Uh-oh. Tim had it. I had a feeling that DeBurra might not like that.

“It’s home,” I said.

“Then can you go home later and get it for me?”

It was the way he asked that made me begin to wonder whether he didn’t already know that Tim had it. That he was testing me, in some sick way.

“I can’t get away today. I’ve got clients coming in.”

“Where’s your brother?”

“Not my turn to watch him.” Okay, so it was a little flip, but this guy brought out the worst in me.

He really did smile this time, but it wasn’t a warm smile; it didn’t spread to his eyes. “Funny.”

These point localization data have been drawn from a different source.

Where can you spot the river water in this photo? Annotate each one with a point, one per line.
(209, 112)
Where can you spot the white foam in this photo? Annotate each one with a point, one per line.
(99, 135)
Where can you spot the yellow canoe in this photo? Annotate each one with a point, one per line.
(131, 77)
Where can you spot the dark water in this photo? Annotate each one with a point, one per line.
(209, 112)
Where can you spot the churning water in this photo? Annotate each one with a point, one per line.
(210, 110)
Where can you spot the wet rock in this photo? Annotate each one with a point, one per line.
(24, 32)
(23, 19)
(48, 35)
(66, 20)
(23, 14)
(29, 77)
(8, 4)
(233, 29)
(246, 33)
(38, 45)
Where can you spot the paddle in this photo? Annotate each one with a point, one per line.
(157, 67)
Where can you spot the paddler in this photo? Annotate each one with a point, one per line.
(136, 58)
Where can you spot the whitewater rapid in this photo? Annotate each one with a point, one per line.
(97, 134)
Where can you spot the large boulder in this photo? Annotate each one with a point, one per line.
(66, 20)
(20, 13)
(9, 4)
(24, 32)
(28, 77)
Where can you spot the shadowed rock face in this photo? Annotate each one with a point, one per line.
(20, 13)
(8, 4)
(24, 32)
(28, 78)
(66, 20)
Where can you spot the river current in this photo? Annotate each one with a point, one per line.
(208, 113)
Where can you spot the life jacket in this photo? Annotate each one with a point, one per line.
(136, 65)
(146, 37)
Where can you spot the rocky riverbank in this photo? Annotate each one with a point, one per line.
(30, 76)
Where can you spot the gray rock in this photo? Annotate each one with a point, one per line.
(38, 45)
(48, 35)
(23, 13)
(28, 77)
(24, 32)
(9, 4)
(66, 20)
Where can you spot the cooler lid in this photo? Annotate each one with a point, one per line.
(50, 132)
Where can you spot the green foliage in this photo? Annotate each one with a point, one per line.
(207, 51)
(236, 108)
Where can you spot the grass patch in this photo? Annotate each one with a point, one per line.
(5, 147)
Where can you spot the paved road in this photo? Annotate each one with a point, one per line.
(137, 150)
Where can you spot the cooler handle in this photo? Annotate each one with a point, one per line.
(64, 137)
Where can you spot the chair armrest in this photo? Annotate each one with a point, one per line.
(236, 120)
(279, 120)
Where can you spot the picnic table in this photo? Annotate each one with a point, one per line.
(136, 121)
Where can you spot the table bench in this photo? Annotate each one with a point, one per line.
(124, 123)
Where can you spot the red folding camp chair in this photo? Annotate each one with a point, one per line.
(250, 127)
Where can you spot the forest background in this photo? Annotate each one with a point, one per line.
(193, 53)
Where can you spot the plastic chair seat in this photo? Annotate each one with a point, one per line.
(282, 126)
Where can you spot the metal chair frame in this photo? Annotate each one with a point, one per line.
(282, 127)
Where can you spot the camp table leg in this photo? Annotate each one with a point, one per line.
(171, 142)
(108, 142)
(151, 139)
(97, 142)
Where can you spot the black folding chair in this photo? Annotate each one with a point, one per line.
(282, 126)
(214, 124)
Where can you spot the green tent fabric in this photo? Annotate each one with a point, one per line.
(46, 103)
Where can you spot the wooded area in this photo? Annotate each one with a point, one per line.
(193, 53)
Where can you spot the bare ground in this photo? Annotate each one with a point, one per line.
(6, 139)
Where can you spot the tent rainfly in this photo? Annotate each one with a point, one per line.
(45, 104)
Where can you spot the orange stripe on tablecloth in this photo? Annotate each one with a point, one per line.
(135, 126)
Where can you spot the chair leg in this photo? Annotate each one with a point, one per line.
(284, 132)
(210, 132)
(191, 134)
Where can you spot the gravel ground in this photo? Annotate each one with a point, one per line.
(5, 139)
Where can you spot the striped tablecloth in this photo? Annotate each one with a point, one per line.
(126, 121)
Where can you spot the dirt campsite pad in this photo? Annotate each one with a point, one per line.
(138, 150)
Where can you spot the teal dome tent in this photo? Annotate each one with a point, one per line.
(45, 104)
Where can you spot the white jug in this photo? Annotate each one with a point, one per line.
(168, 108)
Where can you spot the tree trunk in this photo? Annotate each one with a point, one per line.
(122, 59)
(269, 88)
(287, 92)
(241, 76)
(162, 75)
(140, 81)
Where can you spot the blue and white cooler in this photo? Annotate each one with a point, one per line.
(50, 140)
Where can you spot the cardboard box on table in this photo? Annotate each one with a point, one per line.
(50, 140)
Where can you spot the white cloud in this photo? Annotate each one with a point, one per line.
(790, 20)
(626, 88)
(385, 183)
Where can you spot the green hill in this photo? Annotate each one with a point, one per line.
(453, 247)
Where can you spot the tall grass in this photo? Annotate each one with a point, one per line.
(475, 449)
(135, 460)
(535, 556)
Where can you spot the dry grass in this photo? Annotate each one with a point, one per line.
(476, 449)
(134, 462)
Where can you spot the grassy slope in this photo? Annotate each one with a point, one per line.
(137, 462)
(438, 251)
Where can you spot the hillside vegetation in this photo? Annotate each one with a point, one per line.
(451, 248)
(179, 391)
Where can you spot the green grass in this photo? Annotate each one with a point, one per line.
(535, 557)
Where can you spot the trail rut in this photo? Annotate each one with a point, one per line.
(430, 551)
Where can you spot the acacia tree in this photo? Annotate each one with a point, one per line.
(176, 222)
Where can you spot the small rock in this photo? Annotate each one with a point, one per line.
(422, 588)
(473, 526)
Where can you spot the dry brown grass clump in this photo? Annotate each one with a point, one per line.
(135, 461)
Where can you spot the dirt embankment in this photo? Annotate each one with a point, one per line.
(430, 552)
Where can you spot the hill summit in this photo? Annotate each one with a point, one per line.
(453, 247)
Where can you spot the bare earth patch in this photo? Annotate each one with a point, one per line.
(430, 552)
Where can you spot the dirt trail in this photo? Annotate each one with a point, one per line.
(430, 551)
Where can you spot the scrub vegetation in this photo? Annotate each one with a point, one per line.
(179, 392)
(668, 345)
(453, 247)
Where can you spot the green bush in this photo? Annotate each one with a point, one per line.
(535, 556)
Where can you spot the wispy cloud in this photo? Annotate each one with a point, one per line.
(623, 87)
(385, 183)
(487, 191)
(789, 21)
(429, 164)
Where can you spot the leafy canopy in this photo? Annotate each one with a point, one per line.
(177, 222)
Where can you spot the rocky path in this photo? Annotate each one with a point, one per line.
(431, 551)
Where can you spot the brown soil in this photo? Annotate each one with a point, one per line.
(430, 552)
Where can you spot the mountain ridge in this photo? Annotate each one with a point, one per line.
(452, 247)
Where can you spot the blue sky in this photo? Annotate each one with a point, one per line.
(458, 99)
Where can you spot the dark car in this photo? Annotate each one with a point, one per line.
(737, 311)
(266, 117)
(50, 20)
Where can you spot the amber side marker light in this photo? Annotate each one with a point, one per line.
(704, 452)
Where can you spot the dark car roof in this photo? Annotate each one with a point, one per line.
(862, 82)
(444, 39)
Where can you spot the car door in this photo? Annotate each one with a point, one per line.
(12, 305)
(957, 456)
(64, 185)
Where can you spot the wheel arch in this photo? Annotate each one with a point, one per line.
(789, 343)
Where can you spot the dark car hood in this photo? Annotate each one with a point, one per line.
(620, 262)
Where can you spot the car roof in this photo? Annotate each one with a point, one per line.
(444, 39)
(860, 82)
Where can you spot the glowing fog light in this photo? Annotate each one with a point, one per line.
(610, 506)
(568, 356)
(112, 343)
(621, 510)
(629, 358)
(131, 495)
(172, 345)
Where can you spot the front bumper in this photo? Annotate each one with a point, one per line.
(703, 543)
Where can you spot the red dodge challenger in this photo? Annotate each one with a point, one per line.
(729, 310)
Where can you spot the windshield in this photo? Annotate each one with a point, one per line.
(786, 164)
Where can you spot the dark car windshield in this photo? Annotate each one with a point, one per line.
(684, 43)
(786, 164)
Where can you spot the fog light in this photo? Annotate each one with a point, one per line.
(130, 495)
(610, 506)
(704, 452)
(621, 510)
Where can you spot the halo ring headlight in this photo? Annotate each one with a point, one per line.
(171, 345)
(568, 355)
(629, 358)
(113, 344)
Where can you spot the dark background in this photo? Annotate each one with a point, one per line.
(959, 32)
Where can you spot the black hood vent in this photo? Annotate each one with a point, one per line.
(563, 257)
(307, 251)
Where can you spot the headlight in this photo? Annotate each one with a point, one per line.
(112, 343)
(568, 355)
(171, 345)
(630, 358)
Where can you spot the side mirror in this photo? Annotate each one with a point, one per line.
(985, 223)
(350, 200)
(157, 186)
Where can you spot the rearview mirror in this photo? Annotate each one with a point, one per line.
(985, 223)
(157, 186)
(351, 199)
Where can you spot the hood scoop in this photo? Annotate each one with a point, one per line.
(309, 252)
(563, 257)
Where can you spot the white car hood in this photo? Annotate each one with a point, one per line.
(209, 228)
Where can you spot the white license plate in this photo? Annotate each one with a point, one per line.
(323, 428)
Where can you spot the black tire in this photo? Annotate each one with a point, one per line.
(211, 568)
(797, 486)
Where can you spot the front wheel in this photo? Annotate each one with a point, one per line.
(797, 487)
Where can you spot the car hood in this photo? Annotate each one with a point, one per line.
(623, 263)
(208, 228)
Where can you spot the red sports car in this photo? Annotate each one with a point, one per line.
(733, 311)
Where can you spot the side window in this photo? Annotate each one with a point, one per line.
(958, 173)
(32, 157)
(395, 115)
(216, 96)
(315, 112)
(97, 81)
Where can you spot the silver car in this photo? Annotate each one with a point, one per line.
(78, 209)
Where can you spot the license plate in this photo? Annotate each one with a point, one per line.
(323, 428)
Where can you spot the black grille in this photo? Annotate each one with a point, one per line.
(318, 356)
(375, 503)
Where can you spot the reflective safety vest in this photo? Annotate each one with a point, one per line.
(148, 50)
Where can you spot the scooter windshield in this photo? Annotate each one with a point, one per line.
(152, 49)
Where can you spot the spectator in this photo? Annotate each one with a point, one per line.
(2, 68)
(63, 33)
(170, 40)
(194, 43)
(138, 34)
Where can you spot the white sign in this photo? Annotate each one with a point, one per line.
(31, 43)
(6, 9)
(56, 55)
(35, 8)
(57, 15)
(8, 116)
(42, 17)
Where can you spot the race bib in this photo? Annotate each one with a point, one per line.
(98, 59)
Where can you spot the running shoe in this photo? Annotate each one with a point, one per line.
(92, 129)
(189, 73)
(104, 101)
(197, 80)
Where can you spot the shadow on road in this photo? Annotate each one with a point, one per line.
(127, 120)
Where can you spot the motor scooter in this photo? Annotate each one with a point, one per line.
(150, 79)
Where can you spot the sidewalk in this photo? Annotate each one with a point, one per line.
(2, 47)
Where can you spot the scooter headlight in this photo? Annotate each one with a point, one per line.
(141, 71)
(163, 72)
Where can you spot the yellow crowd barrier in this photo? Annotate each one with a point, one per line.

“I thought you said you didn’t need the sketch.” I couldn’t help myself. Really.

“Maybe I want to frame it and put it on my wall.”

So we were both baiting each other. This wouldn’t get us anywhere. I got up. “Detective, unless you’re here for some practical purpose, I have work to do.”

He stood up. He was wearing the same frayed sport jacket from last night. I wondered about Shawna. She’d been into material things. This guy didn’t look like he could buy a loaf of bread. Maybe he was good in bed.

Yuck. Definitely did not want to go there.

I went over to the door and opened it. “Thank you for stopping by.”

“I need to ask a couple of questions about your employee, Charlotte Sampson.” Frank DeBurra leaned over past me and shut the door again, indicating that I should sit down.

I did because I was too surprised not to.

“What about her?” I asked.

“What do you know of her background?”

I thought about Charlotte, the first time she’d come in for ink. She’d asked me to fix a heart she’d tattooed herself on her wrist, sort of like the one I’d done on my own. She was studying to be an accountant at the University of Nevada, Las Vegas. She graduated but admitted she didn’t want to work with numbers; she wanted to work here. I hired her as a trainee.

I didn’t know what this detective wanted with Charlotte, so all I said was, “She was going to be an accountant but decided to become a tattooist.” I had another thought. “Why don’t you talk to her yourself?”

“Is she here?”

His tone was so casual, my antennae went up. Something wasn’t right. I hesitated for a second before saying, “She’s spending the day with her friend Trevor McKay, you know, the guy who got hit with the cork last night.”